Researchers in MSU's Forest and Wildlife Research Center are working to quantify carbon sequestration by forests to help the 11 million private forest landowners make the best decisions to promote sustainability from both an economic and environmental standpoint.
Dr. Bruno Silva, assistant professor of forest management and economics at MSU, and his team are building a timber supply model to help landowners better understand how they can market their forest while maximizing profits. Dr. Silva said he and his team are working with multiple companies such as NCX, a company that connects landowners with corporations interested in the carbon sequestration of a landowner's trees.
"NCX comes to landowners and gives them a payment to postpone the harvest of their trees," Dr. Silva said. "Postponing one year allows the timber to continue growing, storing additional carbon. You then are making money for that stored carbon."
The team is helping landowners better understand if postponing harvest is the right decision for them. Dr. Silva said part of the goal is to determine how these decisions will affect the timber market.
"We are investigating the impact of the carbon market merging with the timber market," Dr. Silva said. "The decision starts with the landowners wanting to know if they should cut now or wait, and our tool will allow a landowner to see market trends and make the most profitable decision. Our goal is to then answer how their decision will affect the timber market."
Dr. Silva notes that the answer will vary for small- and large-scale producers. Landowners must weigh the costs and benefits of whether signing with a carbon program is the best option for them.
"A small landowner doesn't have the same scale as a large one, so it will depend on the forest. Carbon is a good source of income for landowners, since timber markets are more restricted in comparison to large-scale landowners," Dr. Silva said. "Landowners are allowed to make profit, and contribute to further reducing carbon dioxide. But there's a cost to postpone one year, and that's considered a risk in the model."
Co-principal investigator Dr. Shaun Tanger, assistant forestry professor and extension specialist stationed at the Coastal Research and Extension Center, added that the team is working to help determine which landowners would benefit from these programs.
"There are major things a landowner takes into consideration when deciding whether or not to postpone. That's what we're digging into now," Tanger said. "We want to map everything out, so we can see who should and shouldn't be doing this, under what circumstances, and what price tag to put on their trees."
Landowners are offered a one-year agreement from NCX to postpone their tree harvest. Tanger said NCX essentially acts as a broker for companies wanting to reduce the carbon in the atmosphere. Landowners are then asked to put a price on their units, they are matched with consumer companies, and an auction is then held where a market price is determined. After the one year is up, landowners are able to harvest like they planned the previous year or re-enroll for another year.
Tanger said marketing trees for carbon sequestration offers social benefits.

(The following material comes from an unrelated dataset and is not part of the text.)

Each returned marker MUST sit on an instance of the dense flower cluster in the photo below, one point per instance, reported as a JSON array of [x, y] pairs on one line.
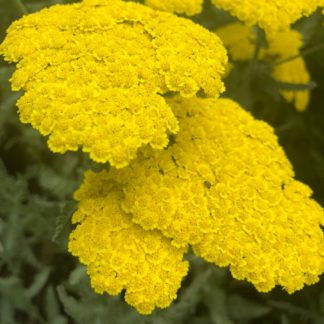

"Natural methods for carbon sequestration are the cheapest, most effective way of keeping carbon out of the atmosphere," Tanger said. "Extending tree rotations has a social benefit of holding that carbon an additional year. There are other ecosystems that sequester carbon, but timberlands offer the most bang for the buck."
The research is something Tanger believes landowners will be able to easily implement, noting the model offers a simple way for landowners to make the best decision.
"Landowners will be able to understand the model because it's very straightforward," he said. "Landowners can wrap their head around the formulas we are developing and then they're able to figure out what their reservation price should look like. We are giving them something simple to use that improves the success of these programs and are excited to be working on this."
This research is funded by International Paper.